North Korea sentences U.S. student to 15 years of hard labor

By Park Sae-jin Posted : March 16, 2016, 17:09 Updated : March 16, 2016, 17:09

[AJU NEWS CORP DB]



In a move seen to further escalate tension with the United States, North Korea's supreme court has sentenced a detained American student to 15 years’ hard labor after finding him guilty of “crimes against the state.”

The sentence was handed down on Otto Warmbier, a 21-year-old economics student from the University of Virginia, by North Korea's Supreme Court, China’s official Xinhua news agency reported Wednesday in a brief dispatch datelined Pyongyang.

Warmbier was detained by the North in January for trying to steal an item bearing a propaganda slogan from his hotel in Pyongyang and had confessed to crimes against the state, North Korean media reported last month. .

Warmbier’s conviction by the North’s supreme court comes at a sensitive time, as the United States took a leading role in securing a new round of U.N. sanctions in response to the North’s recent nuclear test and rocket launch.
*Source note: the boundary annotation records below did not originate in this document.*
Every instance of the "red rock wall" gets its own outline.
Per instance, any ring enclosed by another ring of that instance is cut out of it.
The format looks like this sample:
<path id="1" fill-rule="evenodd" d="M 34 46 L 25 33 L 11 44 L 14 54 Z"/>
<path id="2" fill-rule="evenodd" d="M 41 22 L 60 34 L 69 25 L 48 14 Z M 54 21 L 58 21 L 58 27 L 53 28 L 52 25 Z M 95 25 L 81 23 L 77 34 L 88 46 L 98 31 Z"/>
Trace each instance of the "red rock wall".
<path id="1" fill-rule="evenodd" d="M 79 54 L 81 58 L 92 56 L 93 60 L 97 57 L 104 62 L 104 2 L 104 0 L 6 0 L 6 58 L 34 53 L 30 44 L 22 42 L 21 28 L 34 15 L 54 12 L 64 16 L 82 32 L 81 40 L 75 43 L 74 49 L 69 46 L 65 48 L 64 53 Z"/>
Tensions on the Korean peninsula have risen in recent weeks following the start of the largest-ever joint military exercises involving American and South Korean troops. In response, Pyongyang has threatened to carry out tests of another nuclear warhead, as well as ballistic missiles capable of carrying nuclear bombs to the US and other targets.

North Korea has a long history of detaining foreigners and has used jailed Americans in the past to extract high-profile visits from the United States, with which it has no formal diplomatic relations.

It has previously handed down lengthy sentences to foreigners before freeing them.

Warmbier had entered North Korea as part of a New Year tour organised by China-based Young Pioneer Tours. He was arrested when the group was set to return to Beijing on January 2.

He is one of three North Americans currently detained in North Korea, which recently sentenced a 60-year-old Canadian pastor to life imprisonment with hard labour on sedition charges.

Detained foreigners are often required to make a public, officially-scripted acknowledgement of wrongdoing, and Warmbier was paraded in front of reporters and diplomats in Pyongyang last month.

Footage of the event showed a sobbing Warmbier pleading to be released and saying he had made "the worst mistake of my life".